Story seems to have quite a few definitions. According to the Oxford dictionary it is:
- an account of imaginary or real people and events told for entertainment
- a report of an item of news in a newspaper, magazine, or broadcast
- an account of past events in someone’s life or in the development of something
- the commercial prospects or circumstances of a particular company
Whilst narrative is defined as:
- a spoken or written account of connected events; a story:
So really, story and narrative are pretty much the same thing! For me the most important definition for gamification is number 3 “an account of past events in someone’s life or in the development of something”. The way I look at both is that the story contains a start, a middle and an end. A narrative is more real time, it describes events as they are happening from the perspective of the person they are happening to. If you consider a game, the narrative would be the way events unfold as you play. The story will include the back story and the ongoing plot of the game. That being the case, the story would be the same for each player, where as the narrative would potentially be unique to each one.
How does this relate to gamification? Well, on the one hand you could consider that everyone has a story, they have a history and they have things happening to them right now. All of this goes influences who they are and who they may be in the future. In gamification we are often looking at influencing or changing behaviour, knowing the story of each person can help inform us how best to engage with and motivate them.
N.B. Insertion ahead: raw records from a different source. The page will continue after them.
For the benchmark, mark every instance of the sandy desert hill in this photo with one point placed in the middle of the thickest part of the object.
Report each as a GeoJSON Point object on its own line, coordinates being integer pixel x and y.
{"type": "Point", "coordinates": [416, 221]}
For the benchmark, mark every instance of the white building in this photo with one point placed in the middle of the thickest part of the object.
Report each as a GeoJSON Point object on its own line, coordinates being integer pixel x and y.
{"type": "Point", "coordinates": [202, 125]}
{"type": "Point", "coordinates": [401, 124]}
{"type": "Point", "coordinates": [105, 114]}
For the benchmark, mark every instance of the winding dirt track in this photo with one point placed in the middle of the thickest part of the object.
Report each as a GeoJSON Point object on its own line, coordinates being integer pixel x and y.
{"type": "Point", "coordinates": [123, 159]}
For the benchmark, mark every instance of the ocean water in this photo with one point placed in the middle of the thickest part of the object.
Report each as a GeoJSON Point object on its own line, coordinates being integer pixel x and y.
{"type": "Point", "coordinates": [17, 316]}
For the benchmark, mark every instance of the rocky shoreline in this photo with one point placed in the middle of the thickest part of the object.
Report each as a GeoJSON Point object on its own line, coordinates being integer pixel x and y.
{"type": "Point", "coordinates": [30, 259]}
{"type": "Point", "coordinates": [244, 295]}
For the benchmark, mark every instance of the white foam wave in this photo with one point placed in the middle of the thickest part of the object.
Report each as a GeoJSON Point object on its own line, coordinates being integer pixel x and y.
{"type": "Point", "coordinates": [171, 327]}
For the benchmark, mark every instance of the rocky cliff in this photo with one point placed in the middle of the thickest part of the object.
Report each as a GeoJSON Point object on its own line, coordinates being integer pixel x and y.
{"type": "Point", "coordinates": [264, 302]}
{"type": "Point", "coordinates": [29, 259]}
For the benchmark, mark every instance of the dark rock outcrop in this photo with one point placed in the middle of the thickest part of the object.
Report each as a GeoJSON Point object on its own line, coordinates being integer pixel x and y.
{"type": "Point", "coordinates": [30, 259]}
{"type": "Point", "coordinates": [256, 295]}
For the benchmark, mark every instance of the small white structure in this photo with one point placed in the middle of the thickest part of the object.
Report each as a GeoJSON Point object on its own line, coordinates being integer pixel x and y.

You could look at it even more literally though and actually create a story and so a narrative for each user to engage with whilst they use your system. This could be especially useful during the onboarding or scaffolding phases. Take your users through a story, preferably one that changes based on the choices they make and how they they wish to go through it. Give them what they need through completing parts of the story. Doing it this way, when done well, will have far more impact on them than giving them points for doing things. The sense of purpose that a story can give is very powerful – even if it is more a short story rather than an epic!
A picture may be worth a thousand words, but a good story is worth a thousand instruction manuals.